Thursday, March 11, 2010

Meaning on the Internet - Friday 11am Section

The readings this week made me think a lot about the internet and how it affects human interaction. To start, I’d like to discuss the idea of something being “true but not real.” I think “real” in this context is defined by what happens in the physical world. In the Dibbell reading, the rape is “true” in the sense that it happened and evoked a serious human reaction. The effect it had makes it true. However, it wasn’t “real” in the physical sense and therefore was not prosecutable. For me, this is a call-to-action to come up with a definition of “real” that applies to the digital age. Digital human interaction is still human interaction and therefore what people say and do can have as much meaning as in the real world. Meaning makes it real.

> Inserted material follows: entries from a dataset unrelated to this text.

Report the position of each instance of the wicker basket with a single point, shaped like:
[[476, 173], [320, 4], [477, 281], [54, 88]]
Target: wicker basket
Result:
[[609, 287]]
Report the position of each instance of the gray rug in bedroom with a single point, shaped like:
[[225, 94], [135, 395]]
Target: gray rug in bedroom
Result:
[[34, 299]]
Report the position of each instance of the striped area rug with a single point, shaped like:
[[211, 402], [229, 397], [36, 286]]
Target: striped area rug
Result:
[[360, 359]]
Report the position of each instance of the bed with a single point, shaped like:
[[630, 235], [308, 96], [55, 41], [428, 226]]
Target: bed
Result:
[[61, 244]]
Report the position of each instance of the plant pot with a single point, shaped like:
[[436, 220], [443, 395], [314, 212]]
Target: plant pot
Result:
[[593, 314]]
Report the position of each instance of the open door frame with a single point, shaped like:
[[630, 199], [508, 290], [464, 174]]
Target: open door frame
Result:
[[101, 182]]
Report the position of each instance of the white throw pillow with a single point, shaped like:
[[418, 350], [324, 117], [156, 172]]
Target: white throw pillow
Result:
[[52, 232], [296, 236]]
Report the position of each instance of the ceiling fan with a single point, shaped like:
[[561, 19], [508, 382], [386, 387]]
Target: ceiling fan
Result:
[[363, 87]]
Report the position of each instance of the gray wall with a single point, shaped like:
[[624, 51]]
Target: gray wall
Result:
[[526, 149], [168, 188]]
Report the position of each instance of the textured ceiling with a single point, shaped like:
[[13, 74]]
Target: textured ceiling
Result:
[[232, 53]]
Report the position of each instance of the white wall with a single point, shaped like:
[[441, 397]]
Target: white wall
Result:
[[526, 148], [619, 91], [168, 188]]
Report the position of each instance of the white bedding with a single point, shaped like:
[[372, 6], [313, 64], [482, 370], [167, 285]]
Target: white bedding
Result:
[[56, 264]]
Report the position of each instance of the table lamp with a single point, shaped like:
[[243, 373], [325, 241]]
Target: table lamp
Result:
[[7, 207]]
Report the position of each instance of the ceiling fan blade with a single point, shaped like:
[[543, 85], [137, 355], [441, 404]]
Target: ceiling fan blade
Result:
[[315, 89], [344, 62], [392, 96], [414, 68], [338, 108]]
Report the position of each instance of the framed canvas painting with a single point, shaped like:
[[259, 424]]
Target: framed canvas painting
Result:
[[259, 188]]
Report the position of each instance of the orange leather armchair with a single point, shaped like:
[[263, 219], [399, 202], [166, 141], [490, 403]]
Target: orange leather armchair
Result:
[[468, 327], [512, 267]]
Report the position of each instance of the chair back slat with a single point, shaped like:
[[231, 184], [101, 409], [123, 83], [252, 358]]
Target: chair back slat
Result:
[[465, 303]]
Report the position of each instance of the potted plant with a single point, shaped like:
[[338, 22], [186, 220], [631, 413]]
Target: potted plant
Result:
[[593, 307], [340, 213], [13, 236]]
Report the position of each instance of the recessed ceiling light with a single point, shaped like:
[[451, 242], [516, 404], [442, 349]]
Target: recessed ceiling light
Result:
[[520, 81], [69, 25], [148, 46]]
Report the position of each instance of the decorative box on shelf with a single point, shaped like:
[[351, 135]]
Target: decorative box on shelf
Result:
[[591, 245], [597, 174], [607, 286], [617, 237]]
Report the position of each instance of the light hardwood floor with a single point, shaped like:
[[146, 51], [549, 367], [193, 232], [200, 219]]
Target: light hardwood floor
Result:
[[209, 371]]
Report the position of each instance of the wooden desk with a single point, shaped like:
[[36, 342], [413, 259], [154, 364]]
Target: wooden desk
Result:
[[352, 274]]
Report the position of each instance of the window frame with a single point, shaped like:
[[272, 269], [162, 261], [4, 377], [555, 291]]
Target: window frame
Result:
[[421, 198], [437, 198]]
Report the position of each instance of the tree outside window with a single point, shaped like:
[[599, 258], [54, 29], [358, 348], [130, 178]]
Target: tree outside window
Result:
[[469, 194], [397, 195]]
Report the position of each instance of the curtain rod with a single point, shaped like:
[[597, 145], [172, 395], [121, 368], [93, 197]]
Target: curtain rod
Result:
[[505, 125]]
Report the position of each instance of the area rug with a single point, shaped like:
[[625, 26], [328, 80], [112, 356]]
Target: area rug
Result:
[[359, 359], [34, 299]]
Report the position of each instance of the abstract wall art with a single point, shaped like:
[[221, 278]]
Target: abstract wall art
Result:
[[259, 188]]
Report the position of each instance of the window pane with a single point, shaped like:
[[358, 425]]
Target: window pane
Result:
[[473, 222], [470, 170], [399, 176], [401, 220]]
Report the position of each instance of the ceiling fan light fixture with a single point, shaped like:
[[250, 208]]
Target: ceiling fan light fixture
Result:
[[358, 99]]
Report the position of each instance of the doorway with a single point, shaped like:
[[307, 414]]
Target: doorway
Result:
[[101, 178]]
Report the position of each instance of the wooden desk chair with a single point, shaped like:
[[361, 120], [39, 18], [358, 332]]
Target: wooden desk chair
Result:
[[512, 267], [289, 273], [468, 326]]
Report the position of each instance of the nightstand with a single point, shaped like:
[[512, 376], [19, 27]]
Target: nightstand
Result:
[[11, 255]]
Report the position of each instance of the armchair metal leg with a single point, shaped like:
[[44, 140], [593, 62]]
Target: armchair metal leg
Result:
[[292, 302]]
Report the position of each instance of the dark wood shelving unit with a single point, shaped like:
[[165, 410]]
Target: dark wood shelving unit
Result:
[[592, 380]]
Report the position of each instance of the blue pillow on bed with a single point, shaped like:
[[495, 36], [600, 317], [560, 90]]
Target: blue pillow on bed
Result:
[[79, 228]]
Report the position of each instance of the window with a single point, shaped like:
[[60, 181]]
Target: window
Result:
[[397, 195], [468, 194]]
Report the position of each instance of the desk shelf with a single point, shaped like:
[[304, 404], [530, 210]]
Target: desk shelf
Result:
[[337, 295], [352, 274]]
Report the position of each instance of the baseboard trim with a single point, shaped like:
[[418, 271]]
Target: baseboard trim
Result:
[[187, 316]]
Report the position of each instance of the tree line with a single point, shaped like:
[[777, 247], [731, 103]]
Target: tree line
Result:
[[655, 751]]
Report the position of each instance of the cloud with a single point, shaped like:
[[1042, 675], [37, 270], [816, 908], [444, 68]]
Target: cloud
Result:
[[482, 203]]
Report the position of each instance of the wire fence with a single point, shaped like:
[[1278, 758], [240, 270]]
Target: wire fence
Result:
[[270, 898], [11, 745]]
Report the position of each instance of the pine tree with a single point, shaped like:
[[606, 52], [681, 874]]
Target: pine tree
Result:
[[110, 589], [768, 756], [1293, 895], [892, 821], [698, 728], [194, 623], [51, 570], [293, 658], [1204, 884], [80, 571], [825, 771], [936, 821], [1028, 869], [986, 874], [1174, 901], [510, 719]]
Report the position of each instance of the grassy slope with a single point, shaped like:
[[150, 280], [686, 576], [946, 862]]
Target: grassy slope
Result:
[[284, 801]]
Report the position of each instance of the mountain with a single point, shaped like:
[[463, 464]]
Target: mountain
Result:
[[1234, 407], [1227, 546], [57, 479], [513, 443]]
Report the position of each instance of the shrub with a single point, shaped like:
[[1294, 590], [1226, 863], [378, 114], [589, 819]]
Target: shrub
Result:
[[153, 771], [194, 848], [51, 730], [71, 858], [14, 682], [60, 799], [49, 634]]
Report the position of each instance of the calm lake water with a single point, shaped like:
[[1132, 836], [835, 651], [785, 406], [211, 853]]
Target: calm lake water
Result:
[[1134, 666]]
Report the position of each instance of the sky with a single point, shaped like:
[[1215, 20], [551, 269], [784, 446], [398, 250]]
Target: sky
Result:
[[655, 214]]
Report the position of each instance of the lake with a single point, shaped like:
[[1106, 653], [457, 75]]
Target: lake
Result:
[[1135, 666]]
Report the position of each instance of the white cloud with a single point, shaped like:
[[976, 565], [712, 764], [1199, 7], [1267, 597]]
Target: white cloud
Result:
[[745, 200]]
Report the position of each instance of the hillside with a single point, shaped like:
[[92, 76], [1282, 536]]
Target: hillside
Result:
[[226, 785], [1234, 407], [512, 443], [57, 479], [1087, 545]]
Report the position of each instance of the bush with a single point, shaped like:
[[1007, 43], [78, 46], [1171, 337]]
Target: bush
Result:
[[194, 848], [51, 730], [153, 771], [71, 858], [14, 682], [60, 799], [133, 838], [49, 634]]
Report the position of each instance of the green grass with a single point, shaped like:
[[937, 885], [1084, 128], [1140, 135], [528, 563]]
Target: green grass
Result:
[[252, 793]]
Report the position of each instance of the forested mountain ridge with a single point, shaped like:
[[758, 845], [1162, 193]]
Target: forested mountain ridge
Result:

This brings me to the idea that “meaning occurs in the gap between the real life and the virtual life.” I suppose I don’t understand the metaphor here because I don’t understand where the “gap” exists. Meaning is something we, as individuals, bring to every interaction. If someone were to come up to me in the real world and insult me, I could choose whether or not to give their words meaning. I can do this in the virtual world as well. I think there is a currently exists a bias to give digital interaction less meaning than we do in the real world because it is digital. This bias, however, is eroding with more and more people turning to the internet as a space to interact with others. Chatroulette, I believe, has become such a phenomena because of the public’s newfound understanding that the internet is in fact filled with real people as opposed to screenames that exist in some cybernetic vacuum. The public is seeing in a new way that personal, human interaction is possible online and that meaning can be found there.